My scan quality could be a little better, but I didn’t feel I wanted to take them out of the case. Friday, I received these ribbons (off of eBay from a Sioux Falls seller) declaring the desire of Sioux Falls and Huron to host the State Capitol.
According to the National Park Service:
The quest proved to be a long and brutal ordeal. In all, six cities earnestly vied to be the capital: Pierre, Huron, Mitchell, Sioux Falls, Redfield, and Watertown. Pierre won the 1889 capital election with 27,096 votes compared to Huron’s 14,944. Although Pierre won, the quest to be the State capital was far from over, because the 1889 election only made Pierre the temporary capital. Article XX of the South Dakota Constitution stated that voters must decide on the location of the permanent capital in the November 1890 election. Pierre and the 1889 runner-up Huron fought hard in the 1890 campaign. Pierre easily won the capital race once again with 41,969 votes to Huron’s 34,610.

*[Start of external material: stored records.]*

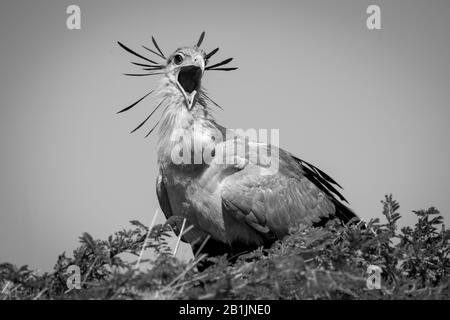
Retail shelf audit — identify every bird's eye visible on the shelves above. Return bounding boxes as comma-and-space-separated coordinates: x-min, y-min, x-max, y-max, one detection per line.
173, 53, 184, 65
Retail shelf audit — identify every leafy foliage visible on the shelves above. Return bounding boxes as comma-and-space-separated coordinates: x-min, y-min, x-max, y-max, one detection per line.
1, 195, 449, 299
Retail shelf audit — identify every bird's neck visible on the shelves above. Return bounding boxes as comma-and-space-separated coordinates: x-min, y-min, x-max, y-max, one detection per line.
156, 95, 224, 170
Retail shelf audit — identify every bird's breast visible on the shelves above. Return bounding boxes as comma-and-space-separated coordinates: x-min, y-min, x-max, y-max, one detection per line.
161, 163, 228, 243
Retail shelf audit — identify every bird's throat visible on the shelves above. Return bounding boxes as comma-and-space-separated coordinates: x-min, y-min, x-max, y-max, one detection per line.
156, 99, 223, 169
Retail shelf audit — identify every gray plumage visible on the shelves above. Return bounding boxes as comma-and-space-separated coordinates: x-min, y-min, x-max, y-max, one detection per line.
118, 33, 358, 257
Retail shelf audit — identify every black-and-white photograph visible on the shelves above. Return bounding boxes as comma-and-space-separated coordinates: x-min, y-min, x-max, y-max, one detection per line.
0, 0, 449, 306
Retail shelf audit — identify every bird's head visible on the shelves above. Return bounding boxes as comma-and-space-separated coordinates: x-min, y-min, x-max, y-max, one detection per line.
117, 32, 237, 128
164, 46, 207, 109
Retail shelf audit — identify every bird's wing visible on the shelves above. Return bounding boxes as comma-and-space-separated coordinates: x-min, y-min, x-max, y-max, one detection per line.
156, 171, 187, 238
157, 170, 219, 249
215, 139, 357, 244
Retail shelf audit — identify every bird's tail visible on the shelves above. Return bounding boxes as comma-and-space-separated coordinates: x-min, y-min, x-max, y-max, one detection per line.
332, 199, 360, 225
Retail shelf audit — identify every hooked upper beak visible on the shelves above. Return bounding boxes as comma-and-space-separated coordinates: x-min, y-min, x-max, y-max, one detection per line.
175, 56, 204, 110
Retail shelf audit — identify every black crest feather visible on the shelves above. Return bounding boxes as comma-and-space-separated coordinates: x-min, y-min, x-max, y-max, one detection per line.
196, 31, 205, 47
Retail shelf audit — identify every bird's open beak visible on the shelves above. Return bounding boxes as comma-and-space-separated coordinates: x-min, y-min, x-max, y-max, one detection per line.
175, 56, 204, 110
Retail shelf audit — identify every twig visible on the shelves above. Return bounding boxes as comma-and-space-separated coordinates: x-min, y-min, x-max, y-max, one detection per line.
172, 218, 187, 257
81, 256, 100, 287
169, 273, 209, 290
33, 288, 48, 300
194, 235, 211, 258
135, 209, 159, 269
167, 253, 208, 288
1, 281, 11, 295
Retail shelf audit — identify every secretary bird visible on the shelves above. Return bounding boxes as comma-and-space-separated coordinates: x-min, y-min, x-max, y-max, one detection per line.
117, 32, 359, 259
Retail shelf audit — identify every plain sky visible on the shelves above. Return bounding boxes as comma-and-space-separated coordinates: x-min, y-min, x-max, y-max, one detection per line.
0, 0, 449, 272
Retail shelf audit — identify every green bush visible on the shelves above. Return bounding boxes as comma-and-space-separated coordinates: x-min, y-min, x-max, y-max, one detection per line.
0, 195, 449, 300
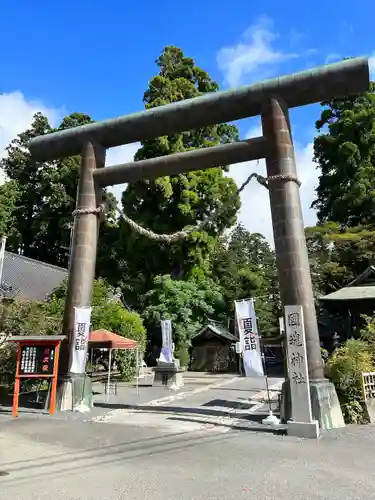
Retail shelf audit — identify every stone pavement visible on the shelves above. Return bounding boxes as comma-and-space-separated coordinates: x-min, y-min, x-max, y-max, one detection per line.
1, 413, 375, 499
94, 376, 284, 433
2, 374, 375, 499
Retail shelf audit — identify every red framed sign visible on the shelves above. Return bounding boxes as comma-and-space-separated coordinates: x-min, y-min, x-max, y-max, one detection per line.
8, 335, 66, 417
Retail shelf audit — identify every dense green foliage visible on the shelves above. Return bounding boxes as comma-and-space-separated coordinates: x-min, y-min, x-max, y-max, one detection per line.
0, 113, 91, 266
326, 338, 374, 423
142, 274, 224, 346
211, 224, 280, 335
312, 82, 375, 227
118, 46, 241, 299
0, 280, 146, 382
50, 278, 146, 380
309, 75, 375, 424
4, 49, 375, 425
306, 222, 375, 296
0, 112, 117, 270
0, 46, 281, 382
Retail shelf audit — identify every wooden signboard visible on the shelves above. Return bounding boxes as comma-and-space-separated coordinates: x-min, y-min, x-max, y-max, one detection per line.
8, 335, 66, 417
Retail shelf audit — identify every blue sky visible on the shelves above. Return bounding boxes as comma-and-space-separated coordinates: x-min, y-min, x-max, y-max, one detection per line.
0, 0, 374, 241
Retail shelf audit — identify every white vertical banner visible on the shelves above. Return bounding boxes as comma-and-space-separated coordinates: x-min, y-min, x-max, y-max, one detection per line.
70, 306, 92, 374
284, 305, 312, 422
161, 319, 172, 348
160, 319, 173, 363
235, 299, 264, 377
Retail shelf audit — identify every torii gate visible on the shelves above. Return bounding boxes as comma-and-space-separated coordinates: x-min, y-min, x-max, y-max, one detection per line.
29, 57, 369, 426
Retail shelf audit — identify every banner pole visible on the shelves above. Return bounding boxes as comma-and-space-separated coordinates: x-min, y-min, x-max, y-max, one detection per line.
106, 348, 112, 403
136, 348, 139, 396
259, 336, 272, 413
258, 325, 280, 427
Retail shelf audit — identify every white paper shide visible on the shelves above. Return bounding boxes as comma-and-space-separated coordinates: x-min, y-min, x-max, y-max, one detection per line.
284, 305, 312, 422
70, 306, 92, 374
235, 299, 264, 377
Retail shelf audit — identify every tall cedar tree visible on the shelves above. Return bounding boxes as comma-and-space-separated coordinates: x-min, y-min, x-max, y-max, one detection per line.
0, 112, 117, 270
312, 82, 375, 227
211, 224, 280, 336
119, 46, 241, 300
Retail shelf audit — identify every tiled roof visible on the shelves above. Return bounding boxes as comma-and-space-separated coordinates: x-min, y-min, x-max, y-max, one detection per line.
321, 265, 375, 302
0, 251, 68, 301
193, 324, 238, 342
321, 286, 375, 301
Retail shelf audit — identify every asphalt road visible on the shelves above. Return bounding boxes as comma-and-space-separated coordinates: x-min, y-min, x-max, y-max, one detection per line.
1, 375, 374, 500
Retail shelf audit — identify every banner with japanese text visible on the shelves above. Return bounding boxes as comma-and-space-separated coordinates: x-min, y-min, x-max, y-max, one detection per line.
160, 319, 173, 363
235, 299, 264, 377
70, 306, 92, 374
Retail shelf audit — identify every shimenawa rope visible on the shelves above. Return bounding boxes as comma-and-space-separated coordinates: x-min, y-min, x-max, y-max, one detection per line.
72, 172, 300, 244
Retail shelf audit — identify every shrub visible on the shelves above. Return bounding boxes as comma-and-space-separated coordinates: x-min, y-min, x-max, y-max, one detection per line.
326, 339, 374, 423
91, 303, 146, 381
174, 342, 190, 368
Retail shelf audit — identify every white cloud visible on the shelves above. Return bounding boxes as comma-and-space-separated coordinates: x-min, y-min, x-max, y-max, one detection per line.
0, 91, 317, 244
0, 91, 61, 183
217, 17, 298, 88
106, 143, 140, 202
229, 125, 317, 243
0, 90, 140, 201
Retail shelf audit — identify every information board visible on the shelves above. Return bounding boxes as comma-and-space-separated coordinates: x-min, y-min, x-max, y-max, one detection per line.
19, 345, 56, 376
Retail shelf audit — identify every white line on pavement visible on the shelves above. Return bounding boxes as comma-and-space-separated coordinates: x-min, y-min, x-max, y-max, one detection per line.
93, 378, 284, 424
143, 376, 241, 407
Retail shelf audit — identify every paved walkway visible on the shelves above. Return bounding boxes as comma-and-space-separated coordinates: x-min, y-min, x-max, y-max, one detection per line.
94, 376, 283, 433
1, 414, 375, 499
3, 374, 373, 499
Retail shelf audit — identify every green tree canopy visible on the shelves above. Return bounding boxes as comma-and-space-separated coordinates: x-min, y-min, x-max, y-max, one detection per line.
49, 277, 146, 348
0, 112, 93, 267
118, 46, 241, 301
211, 224, 279, 336
312, 81, 375, 227
141, 274, 224, 347
0, 112, 119, 275
306, 222, 375, 296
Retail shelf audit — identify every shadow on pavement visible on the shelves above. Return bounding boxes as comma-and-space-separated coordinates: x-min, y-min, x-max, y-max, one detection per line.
167, 414, 286, 434
94, 402, 260, 418
94, 394, 280, 421
0, 427, 236, 487
201, 398, 254, 410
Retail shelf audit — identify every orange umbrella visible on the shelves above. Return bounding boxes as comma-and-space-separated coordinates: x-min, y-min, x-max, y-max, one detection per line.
88, 329, 139, 402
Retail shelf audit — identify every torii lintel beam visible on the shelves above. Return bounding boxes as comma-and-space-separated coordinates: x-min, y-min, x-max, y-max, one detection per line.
29, 57, 369, 162
93, 137, 266, 186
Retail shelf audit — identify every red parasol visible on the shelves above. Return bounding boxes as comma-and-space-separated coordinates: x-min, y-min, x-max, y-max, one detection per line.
88, 329, 138, 350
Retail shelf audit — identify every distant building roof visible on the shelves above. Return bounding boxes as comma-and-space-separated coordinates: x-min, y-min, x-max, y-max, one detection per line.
192, 324, 238, 343
321, 286, 375, 301
321, 265, 375, 302
0, 251, 68, 301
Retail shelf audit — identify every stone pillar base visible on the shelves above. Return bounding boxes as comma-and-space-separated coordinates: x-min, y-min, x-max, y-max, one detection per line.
280, 379, 345, 430
153, 365, 184, 390
55, 375, 93, 412
280, 380, 291, 424
310, 379, 345, 430
287, 420, 320, 439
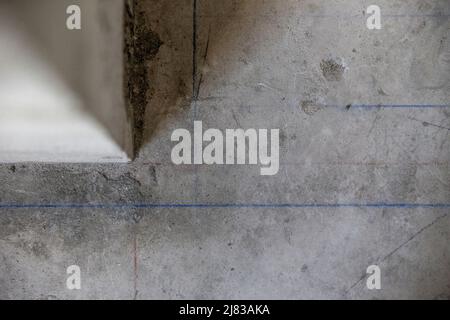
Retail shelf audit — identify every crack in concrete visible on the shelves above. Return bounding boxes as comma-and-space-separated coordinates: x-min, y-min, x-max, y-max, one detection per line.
345, 213, 448, 296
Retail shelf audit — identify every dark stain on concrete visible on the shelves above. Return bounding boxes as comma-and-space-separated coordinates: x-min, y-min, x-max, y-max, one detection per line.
320, 58, 345, 81
301, 100, 321, 115
125, 0, 163, 157
12, 240, 51, 260
30, 241, 50, 259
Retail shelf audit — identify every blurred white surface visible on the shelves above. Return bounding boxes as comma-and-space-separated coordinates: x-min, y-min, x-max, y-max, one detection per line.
0, 1, 130, 162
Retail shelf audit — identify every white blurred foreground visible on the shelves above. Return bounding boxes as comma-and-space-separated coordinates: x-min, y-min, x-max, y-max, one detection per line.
0, 0, 131, 162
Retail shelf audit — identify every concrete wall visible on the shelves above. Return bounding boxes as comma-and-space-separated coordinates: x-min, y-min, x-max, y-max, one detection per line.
0, 0, 132, 162
0, 0, 449, 300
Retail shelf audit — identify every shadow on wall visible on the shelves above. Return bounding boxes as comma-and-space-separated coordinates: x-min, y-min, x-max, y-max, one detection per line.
137, 0, 266, 154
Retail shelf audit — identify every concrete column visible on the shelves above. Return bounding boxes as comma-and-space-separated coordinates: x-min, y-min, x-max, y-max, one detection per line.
0, 0, 132, 162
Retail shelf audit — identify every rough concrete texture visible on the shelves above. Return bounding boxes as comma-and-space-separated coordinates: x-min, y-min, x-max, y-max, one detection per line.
1, 0, 449, 299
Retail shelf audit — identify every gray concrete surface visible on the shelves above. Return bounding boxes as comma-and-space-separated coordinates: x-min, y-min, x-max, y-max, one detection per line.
0, 0, 449, 299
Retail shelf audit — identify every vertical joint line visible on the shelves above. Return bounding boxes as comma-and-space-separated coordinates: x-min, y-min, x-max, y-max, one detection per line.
192, 0, 200, 201
192, 0, 198, 102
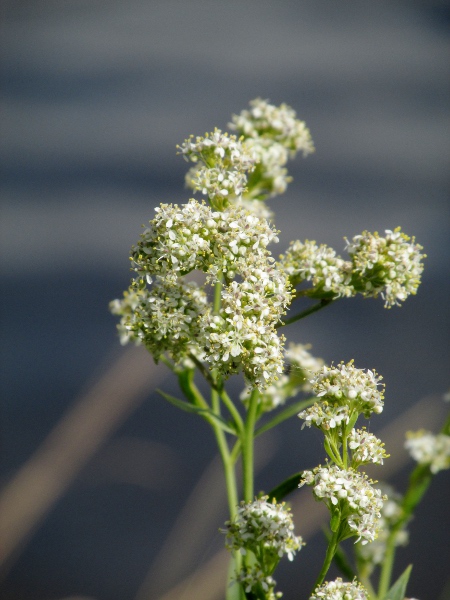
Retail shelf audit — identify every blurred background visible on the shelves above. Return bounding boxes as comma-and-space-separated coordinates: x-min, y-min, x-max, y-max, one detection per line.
1, 1, 449, 599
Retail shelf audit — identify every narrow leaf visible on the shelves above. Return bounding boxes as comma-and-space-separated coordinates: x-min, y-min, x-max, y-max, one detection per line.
382, 564, 412, 600
157, 390, 237, 434
255, 397, 315, 437
267, 471, 304, 501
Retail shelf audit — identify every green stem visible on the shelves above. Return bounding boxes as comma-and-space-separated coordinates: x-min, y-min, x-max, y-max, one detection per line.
378, 462, 432, 599
219, 386, 245, 434
242, 388, 259, 502
312, 524, 341, 592
277, 299, 333, 328
211, 386, 239, 519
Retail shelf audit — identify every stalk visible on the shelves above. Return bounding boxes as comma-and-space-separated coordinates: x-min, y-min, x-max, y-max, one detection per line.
242, 388, 259, 502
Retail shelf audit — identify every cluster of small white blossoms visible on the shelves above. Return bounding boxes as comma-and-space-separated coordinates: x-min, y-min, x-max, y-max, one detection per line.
109, 278, 208, 362
230, 98, 315, 157
309, 578, 368, 600
298, 361, 385, 432
405, 430, 450, 474
356, 484, 408, 566
178, 129, 255, 209
236, 566, 281, 599
300, 465, 385, 544
241, 343, 324, 412
278, 228, 424, 307
229, 98, 314, 200
224, 496, 304, 562
279, 240, 354, 298
348, 428, 389, 466
112, 199, 292, 388
345, 228, 425, 307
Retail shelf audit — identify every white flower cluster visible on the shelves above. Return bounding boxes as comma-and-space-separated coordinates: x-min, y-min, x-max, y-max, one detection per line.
236, 566, 281, 599
278, 228, 424, 308
346, 228, 425, 308
113, 199, 291, 387
310, 578, 368, 600
241, 343, 324, 412
311, 361, 384, 418
279, 240, 354, 298
230, 98, 315, 157
131, 200, 279, 284
301, 465, 385, 544
299, 402, 350, 432
405, 430, 450, 474
178, 129, 255, 208
348, 428, 389, 466
109, 279, 208, 362
224, 496, 304, 561
229, 98, 314, 200
356, 484, 408, 566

The 1890 election did not settle the issue either. Legislators introduced bills to move the capital in 1893, 1895, 1897, and 1899, but each failed. In 1904, Pierre’s opponents gained enough support and organization to force another vote. Among Mitchell, Huron, and Redfield, a caucus of the whole legislature selected Mitchell as Pierre’s opponent. In the final vote, Pierre again won the capital fight with 58,617 votes to Mitchell’s 41,155.
So, while Mitchell and Huron can officially eat Pierre’s dust, we get to enjoy these relics of our state’s past political battles as they pop up from time to time.